0.1

4.3K 146 234
                                    

"Hey, kızlar yarın parti varmış. Gidiyor muyuz?"

Duru'nun gelmesi beraberinde çözdüğüm sorunun cevabını bulmuş ve şıkkı daire içine almıştım. Ardından bakışlarım yanıma oturan Duru'ya kayınca bana gülümsemiş ve beni kendine çekip başımı göğsüne yaslamamı sağlamıştı.

"Kimin partisiymiş?" diyerekten kafasını telefondan kaldırdı Hazal.

"Ozan ve Melisa çiftinin."

Cemre kahvesinden yudumunu aldıktan sonra oturduğu sandalye ye yaslandı. "O çiftin partileri eğlenceli oluyor gidelim ya kafamızı dağıtırız."

"Cemre haklı buna ihtiyacımız var bence gidelim."

"Size uyarsa bana da uyar." diyen Duru'nun göğsünden sıkıntı ile doğruldum. "Beni pas geçin, bulaşmayın bana ders çalışmam lazım."

Hazal huzursuzca yerinde kıpırdadı.

"Zeyno yapma ama böyle sensiz eğlencesi çıkar mı?"

"Sınav senemiz Hazalcım ve benim hayallerim çok yüksek bu hayalleri de gerçekleştirmek için ders çalışmam lazım."

"Ayıp ediyorsun bizim hayallerimiz düşük seviyeli mi?" şakaya karışık soran Hazal'a güldüm. "Bebeğim sen küçüklüğünden beri babanın koltuğuna geçmek istiyorsun ve o da gerçekleşicek. Oh rahatlık."

"Ay evet şirkete gidip geliyorum sürekli biliyor musunuz bu işi hızlı kavrayacağım gibime geliyor."

"Fırat amca da seni şirketin başına geçirmek istiyordu sen ne dedin?" diye sordu Cemre.

Bunu hatırladığım da kafamı masada ki kitaba gömdüm. "Zeyno ne oluyor kızım?" kafamı kaldırmazken "Bunu istemediğimi güzel bir şekilde söyledim ama babam bozuldu.
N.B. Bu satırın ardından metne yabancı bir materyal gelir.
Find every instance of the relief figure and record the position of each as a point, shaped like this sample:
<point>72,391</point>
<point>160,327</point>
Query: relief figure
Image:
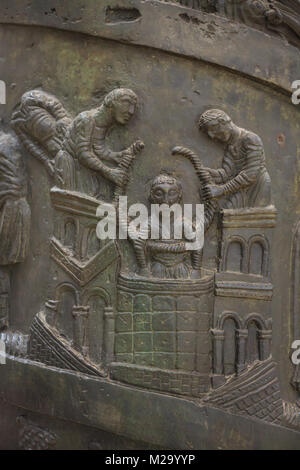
<point>243,179</point>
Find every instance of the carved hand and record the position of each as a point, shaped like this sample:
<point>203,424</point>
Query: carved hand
<point>213,191</point>
<point>213,173</point>
<point>118,176</point>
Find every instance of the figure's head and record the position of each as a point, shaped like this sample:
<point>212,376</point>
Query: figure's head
<point>217,124</point>
<point>43,119</point>
<point>165,189</point>
<point>122,102</point>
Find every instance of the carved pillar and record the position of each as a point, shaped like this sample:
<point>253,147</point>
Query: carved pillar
<point>109,335</point>
<point>218,344</point>
<point>4,310</point>
<point>80,315</point>
<point>51,308</point>
<point>218,377</point>
<point>242,336</point>
<point>264,338</point>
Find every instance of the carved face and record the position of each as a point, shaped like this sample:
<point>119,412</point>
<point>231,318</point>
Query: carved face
<point>165,193</point>
<point>219,131</point>
<point>124,109</point>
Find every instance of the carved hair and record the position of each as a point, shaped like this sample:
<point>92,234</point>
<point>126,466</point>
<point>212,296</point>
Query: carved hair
<point>40,118</point>
<point>213,116</point>
<point>165,178</point>
<point>115,95</point>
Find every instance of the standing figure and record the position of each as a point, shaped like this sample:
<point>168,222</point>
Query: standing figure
<point>15,216</point>
<point>243,178</point>
<point>41,123</point>
<point>85,150</point>
<point>74,151</point>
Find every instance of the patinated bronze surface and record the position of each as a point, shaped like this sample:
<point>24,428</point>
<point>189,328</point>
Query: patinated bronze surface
<point>140,343</point>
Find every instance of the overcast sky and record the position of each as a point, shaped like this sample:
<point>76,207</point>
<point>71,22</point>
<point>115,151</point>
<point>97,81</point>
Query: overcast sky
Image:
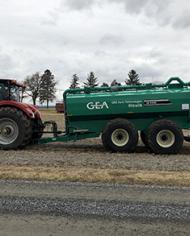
<point>109,37</point>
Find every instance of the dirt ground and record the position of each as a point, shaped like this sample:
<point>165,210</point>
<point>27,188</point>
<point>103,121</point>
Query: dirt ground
<point>90,153</point>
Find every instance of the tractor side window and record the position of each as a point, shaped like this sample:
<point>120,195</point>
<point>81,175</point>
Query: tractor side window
<point>15,93</point>
<point>4,92</point>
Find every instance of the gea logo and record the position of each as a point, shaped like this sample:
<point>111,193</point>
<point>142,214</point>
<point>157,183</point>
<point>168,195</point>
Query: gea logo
<point>97,105</point>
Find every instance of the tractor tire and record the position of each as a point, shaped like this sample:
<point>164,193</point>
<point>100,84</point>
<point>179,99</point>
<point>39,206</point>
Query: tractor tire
<point>15,129</point>
<point>165,137</point>
<point>144,138</point>
<point>120,135</point>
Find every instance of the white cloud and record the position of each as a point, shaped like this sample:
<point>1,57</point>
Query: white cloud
<point>109,37</point>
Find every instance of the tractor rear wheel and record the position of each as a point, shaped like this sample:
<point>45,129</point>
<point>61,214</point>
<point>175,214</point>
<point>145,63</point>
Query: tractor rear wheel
<point>15,128</point>
<point>165,137</point>
<point>120,135</point>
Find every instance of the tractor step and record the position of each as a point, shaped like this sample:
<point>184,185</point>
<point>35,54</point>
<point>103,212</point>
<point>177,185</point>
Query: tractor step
<point>53,126</point>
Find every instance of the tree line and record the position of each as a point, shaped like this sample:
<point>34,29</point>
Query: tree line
<point>43,87</point>
<point>92,81</point>
<point>40,86</point>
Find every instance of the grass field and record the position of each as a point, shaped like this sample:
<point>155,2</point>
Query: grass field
<point>88,161</point>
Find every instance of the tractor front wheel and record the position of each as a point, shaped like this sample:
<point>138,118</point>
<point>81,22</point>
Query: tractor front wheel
<point>15,129</point>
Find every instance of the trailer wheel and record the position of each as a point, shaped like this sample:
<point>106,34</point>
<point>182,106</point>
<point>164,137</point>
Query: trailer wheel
<point>144,138</point>
<point>120,135</point>
<point>165,137</point>
<point>15,129</point>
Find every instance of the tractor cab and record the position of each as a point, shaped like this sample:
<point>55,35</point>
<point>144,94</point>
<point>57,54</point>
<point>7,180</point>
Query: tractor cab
<point>11,90</point>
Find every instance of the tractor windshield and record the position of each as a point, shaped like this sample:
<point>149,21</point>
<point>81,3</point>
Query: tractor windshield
<point>15,93</point>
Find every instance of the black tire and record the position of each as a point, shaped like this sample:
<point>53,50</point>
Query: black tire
<point>127,132</point>
<point>144,138</point>
<point>23,126</point>
<point>165,137</point>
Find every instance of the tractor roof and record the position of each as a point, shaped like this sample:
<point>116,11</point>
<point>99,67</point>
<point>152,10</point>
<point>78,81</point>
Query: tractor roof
<point>11,81</point>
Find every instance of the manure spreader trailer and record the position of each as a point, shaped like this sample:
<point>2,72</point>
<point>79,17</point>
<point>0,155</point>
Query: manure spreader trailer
<point>158,113</point>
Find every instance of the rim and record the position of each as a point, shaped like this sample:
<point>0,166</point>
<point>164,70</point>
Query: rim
<point>8,131</point>
<point>120,137</point>
<point>165,138</point>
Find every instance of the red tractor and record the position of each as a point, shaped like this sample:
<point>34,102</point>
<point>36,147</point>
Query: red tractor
<point>20,123</point>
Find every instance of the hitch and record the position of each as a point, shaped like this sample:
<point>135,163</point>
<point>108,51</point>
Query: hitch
<point>53,125</point>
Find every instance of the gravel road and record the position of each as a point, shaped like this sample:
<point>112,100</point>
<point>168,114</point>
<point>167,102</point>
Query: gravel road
<point>77,199</point>
<point>90,153</point>
<point>50,208</point>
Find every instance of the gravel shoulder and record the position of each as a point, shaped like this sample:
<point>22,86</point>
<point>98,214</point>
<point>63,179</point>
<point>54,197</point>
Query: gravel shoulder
<point>90,153</point>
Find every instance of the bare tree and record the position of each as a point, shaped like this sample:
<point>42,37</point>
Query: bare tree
<point>104,85</point>
<point>32,84</point>
<point>74,82</point>
<point>115,83</point>
<point>91,80</point>
<point>133,78</point>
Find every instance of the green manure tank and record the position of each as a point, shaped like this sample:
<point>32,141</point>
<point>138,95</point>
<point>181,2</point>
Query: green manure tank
<point>156,113</point>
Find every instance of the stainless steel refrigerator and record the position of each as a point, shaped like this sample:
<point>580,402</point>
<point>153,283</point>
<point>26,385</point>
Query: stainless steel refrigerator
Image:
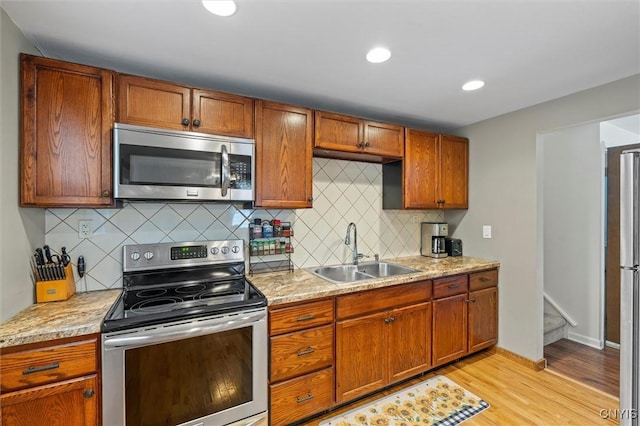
<point>629,287</point>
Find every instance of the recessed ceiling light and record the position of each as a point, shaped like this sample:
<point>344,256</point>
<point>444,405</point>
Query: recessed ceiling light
<point>220,7</point>
<point>378,54</point>
<point>473,85</point>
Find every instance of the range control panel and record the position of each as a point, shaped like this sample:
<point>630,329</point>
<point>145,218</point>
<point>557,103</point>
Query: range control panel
<point>141,257</point>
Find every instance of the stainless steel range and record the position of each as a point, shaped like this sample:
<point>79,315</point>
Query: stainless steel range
<point>186,343</point>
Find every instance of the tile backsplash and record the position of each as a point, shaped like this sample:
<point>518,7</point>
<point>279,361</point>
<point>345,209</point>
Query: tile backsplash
<point>343,192</point>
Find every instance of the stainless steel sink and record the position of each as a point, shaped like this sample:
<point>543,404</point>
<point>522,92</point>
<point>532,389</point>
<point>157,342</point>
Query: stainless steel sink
<point>344,274</point>
<point>384,269</point>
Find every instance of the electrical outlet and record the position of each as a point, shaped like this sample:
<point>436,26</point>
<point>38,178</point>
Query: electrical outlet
<point>85,228</point>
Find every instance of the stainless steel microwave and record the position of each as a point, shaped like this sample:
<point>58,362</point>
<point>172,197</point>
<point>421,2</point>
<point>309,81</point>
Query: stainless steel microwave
<point>158,164</point>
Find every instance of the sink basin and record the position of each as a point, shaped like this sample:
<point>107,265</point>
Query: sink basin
<point>384,269</point>
<point>344,274</point>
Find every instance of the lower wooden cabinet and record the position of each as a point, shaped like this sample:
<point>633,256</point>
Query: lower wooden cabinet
<point>71,402</point>
<point>376,349</point>
<point>301,397</point>
<point>465,315</point>
<point>378,337</point>
<point>301,348</point>
<point>483,310</point>
<point>57,381</point>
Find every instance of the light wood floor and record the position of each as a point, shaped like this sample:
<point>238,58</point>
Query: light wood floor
<point>517,394</point>
<point>597,368</point>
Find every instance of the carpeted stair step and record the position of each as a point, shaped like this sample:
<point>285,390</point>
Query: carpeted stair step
<point>554,326</point>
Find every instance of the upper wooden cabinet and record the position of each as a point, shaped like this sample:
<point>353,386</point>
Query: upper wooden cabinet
<point>67,116</point>
<point>342,135</point>
<point>433,174</point>
<point>283,156</point>
<point>154,103</point>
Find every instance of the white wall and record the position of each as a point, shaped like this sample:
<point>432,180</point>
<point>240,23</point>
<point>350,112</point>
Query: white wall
<point>572,186</point>
<point>504,192</point>
<point>21,230</point>
<point>612,135</point>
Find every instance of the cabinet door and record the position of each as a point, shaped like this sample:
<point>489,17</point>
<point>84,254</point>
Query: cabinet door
<point>454,166</point>
<point>72,402</point>
<point>153,103</point>
<point>222,114</point>
<point>449,329</point>
<point>67,117</point>
<point>283,156</point>
<point>386,140</point>
<point>421,170</point>
<point>409,341</point>
<point>338,132</point>
<point>361,354</point>
<point>483,318</point>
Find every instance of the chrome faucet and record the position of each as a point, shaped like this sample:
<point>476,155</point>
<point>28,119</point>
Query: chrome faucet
<point>347,241</point>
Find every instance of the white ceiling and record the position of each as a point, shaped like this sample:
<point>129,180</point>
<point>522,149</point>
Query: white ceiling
<point>311,52</point>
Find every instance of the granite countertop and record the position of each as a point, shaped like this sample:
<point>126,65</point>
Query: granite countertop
<point>81,314</point>
<point>301,285</point>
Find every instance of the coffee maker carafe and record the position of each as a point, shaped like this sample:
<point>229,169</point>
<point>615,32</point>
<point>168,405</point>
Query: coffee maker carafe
<point>433,234</point>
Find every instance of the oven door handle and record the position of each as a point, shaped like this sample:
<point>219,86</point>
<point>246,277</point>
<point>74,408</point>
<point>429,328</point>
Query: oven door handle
<point>226,178</point>
<point>183,331</point>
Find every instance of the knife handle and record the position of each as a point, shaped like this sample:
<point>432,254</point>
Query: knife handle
<point>81,266</point>
<point>47,253</point>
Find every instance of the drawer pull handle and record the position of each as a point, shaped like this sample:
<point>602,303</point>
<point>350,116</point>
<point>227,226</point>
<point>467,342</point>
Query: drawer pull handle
<point>305,318</point>
<point>300,399</point>
<point>32,370</point>
<point>307,351</point>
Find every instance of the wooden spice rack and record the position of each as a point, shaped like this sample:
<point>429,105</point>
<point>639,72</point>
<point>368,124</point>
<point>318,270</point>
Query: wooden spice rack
<point>270,253</point>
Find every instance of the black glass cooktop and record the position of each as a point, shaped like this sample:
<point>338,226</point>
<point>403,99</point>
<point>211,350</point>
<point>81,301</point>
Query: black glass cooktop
<point>162,296</point>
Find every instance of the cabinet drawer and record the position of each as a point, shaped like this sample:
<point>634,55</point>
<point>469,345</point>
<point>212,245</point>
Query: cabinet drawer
<point>46,365</point>
<point>301,397</point>
<point>383,298</point>
<point>484,279</point>
<point>300,317</point>
<point>450,286</point>
<point>301,352</point>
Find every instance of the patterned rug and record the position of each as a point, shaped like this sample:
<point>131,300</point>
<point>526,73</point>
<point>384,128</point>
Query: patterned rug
<point>437,401</point>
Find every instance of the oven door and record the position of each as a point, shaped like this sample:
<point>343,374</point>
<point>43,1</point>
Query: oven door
<point>209,372</point>
<point>171,165</point>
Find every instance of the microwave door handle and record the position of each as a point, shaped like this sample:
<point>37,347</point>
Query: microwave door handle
<point>224,187</point>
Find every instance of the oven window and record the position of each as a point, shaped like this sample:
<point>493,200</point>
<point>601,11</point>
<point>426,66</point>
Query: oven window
<point>175,167</point>
<point>171,383</point>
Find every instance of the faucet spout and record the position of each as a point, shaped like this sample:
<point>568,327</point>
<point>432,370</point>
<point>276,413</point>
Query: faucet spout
<point>347,241</point>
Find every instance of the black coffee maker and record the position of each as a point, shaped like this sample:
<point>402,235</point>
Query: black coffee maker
<point>433,236</point>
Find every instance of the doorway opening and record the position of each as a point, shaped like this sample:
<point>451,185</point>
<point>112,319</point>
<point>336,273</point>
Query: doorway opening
<point>581,249</point>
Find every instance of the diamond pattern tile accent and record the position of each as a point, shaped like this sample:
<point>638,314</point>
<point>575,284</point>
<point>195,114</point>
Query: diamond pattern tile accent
<point>343,191</point>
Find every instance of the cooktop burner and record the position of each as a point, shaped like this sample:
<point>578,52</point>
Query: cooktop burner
<point>173,281</point>
<point>143,301</point>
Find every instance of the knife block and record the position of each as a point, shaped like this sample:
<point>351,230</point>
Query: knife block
<point>55,290</point>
Neymiş bir kızı varmış şirketi ona bırakmak hakkıymış -kafamı aniden kaldırdım- ya ben istemdikçe ne hakkı?"

Kızlar bu hâlime üzülmüş ki sol elimi Hazal sağ elimi Cemre tutmuştu Duru ise saçımı okşuyordu.

"Hava da bir üzüntü duygusu seziyorum ne oluyor kızlar?" yanımıza aniden çekilen 5 sandalye ile kızlarla ayrıldık. Ali'nin sorusuna "Hiç, boşversene önemsiz bir konu." diyerekten geçiştirdim. Çaprazımda oturan Çağrı'yı görünce gözlerimi devirmiş ve kitaplarımı toplmaya başlamıştım.

Bu çocuğun benimle aynı masaya oturmasını sonra şaşırırdım. "Kara bela nereye?" diyen Arap'a "Ders çalışmam gerekiyor sınıfa gidiyorum." diye cevapladım.

"Kızım bir dursana ya dersmiş öğle arasındayız hepimiz bir toplu oturalım. Çağrıyı da zorla getirdik zaten kafasını kitaptan kaldırmıyor."

"Üzgünüm Ege bugünlük bensiz oturun bu masa da."

"Anasını satim her gün ya sensiz ya da Çağrısız oturuyoruz masaya." diyen Berk'e masadakiler -Çağrı dışında- katıldığını belirten bir kaç mırıltı çıkardı.

"Biyoloji projesini en iyi ben yapmalıyım. Süreci hızlandırmalıyım." diye masadan ayrılırken arkamda ki Çağrı'nın da "Siktir lan! Unuttum projeyi. Benim hemen işe koyulmam lazım." sözlerini duyduğum da gülmeden edemedim.

Evet, az çok anlamışsınızdır. Çağrı ve ben büyük bir rekabetin içindeyiz bu rekabet yaklaşık 3 yıldır sürüyor. İlk tanıştığımız da hiç anlaşamamıştık. O zamanlar da -ki hâlâ öyle - okulun çalışkan, zeki öğrencileri diye anılan biz tartışmamızın da verdiği sonuçla kendimizi bir rekabetin için de bulduk.